Dit soort vragen over mijn denkkracht stel ik me anders nooit. Maar ik ga Van Aken interviewen over zijn boek 'Kennis Maken met Denkwerk: Return on Thinking Revisited', dat hij samen met Ton Bruining, Bert Jurgens en Antonette Sanders schreef naar aanleiding van twee onderzoeken die zijn gedaan naar het benutten van denkkracht in organisaties. Hieruit blijkt dat de totaal gebruikte denkcapaciteit van gemiddeld zestig procent in 1997 is gestegen tot gemiddeld 71 procent in 2003.

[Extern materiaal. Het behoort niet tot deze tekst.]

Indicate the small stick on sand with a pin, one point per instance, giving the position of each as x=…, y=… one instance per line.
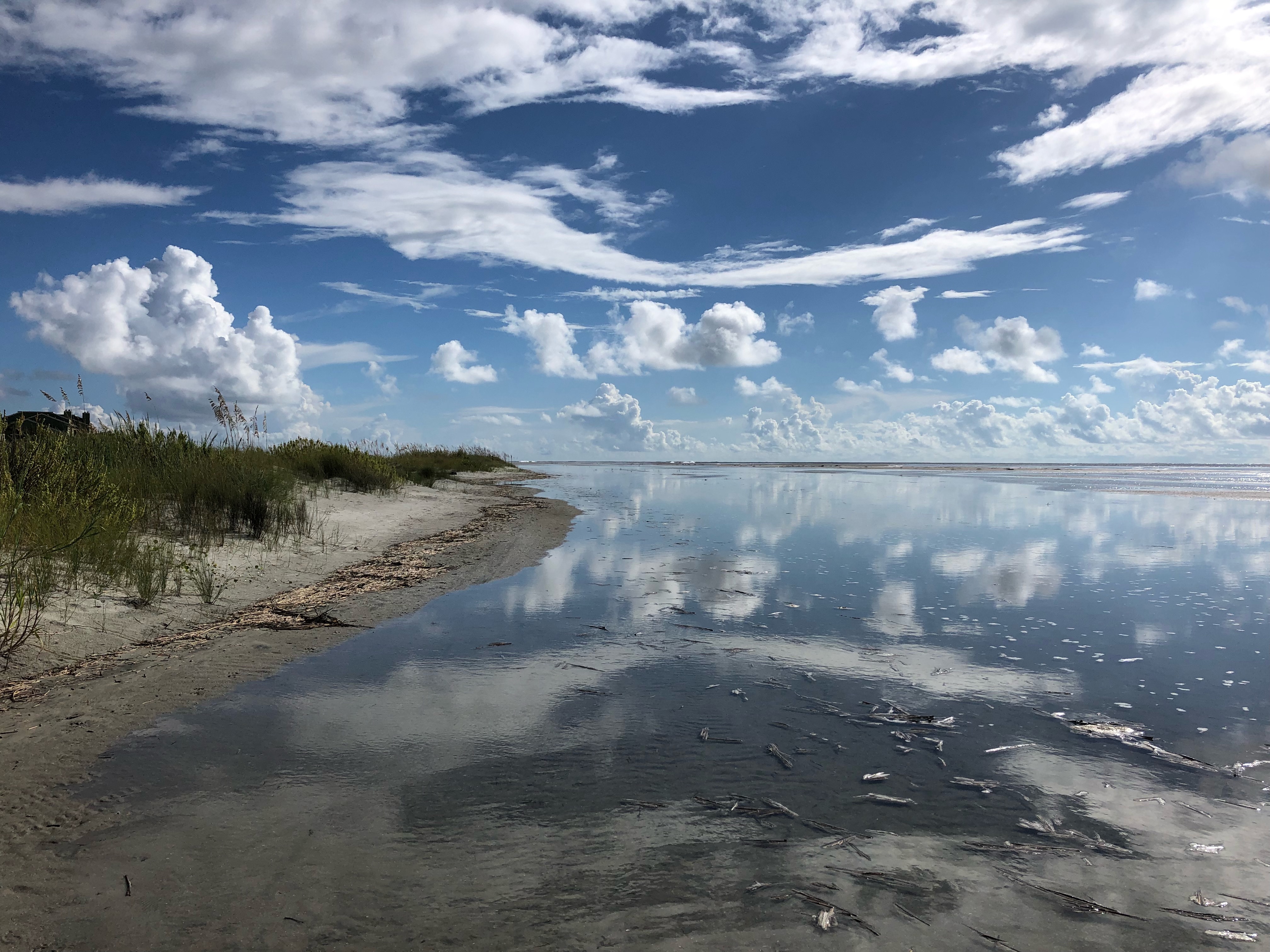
x=911, y=916
x=776, y=752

Hoe de auteurs dat weten? Ze verstuurden 1578 vragenlijsten, waarvan ze er 678 terugkregen. De respondenten moesten tientallen vragen beantwoorden, waaronder een vraag over denkkracht. Deze vraag luidt: ‘Hoeveel van de in het bedrijf aanwezige denkcapaciteit wordt volgens u ook daadwerkelijk gebruikt?’

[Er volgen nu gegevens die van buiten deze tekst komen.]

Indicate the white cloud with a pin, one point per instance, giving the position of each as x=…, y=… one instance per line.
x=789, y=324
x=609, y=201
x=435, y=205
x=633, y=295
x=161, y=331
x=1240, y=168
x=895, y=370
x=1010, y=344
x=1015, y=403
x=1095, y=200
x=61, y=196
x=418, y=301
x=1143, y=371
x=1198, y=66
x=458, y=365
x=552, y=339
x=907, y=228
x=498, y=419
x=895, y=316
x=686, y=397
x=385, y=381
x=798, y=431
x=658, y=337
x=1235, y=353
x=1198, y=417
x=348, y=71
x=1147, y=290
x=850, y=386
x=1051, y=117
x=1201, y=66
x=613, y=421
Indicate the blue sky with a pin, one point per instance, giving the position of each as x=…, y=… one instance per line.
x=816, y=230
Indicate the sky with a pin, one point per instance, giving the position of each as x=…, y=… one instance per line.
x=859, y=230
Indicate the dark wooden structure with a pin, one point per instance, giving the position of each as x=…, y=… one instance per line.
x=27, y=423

De keuze voor deze nogal losse meetmethode verklaren de auteurs als volgt: ‘Uiteindelijk kozen we voor een eenvoudige en voor iedereen begrijpelijke methodiek: recht op de mens af vragen naar de toestand van de denkkracht in de organisaties. Het is dus geen meting van de feiten, maar het achterhalen van een perceptie van de feiten.’ Dat is volgens hen verantwoord. ‘Aangezien niet de feiten, maar de perceptie van de feiten ons gedrag stuurt, is het achterhalen van perceptie dus beslist belangrijk.’
Zo kan het gebeuren dat Van Aken op mijn vraag naar de benutting van zíjn denkkracht antwoordt dat hij álles wat hij in huis heeft, heeft gebruikt. Honderd procent benutting van zijn denkkracht? Ik kijk hem meewarig aan. Zou deze man als hij een boek schrijft, echt niet méér kunnen dan dit? Ik heb niet de minste behoefte zijn boek af te kraken, maar het is allerminst het ultieme boek over de kenniseconomie. Als hij had gewild had Van Aken ongetwijfeld een veel mooier boek kunnen maken. Dan hadden de auteurs slechts fraaie volzinnen aan het papier toevertrouwd. Of ze hadden de hoofdstukindeling gelijkmatiger gemaakt. Of ze hadden hun betoog vervat in een spannend verhaal of een mooie metafoor.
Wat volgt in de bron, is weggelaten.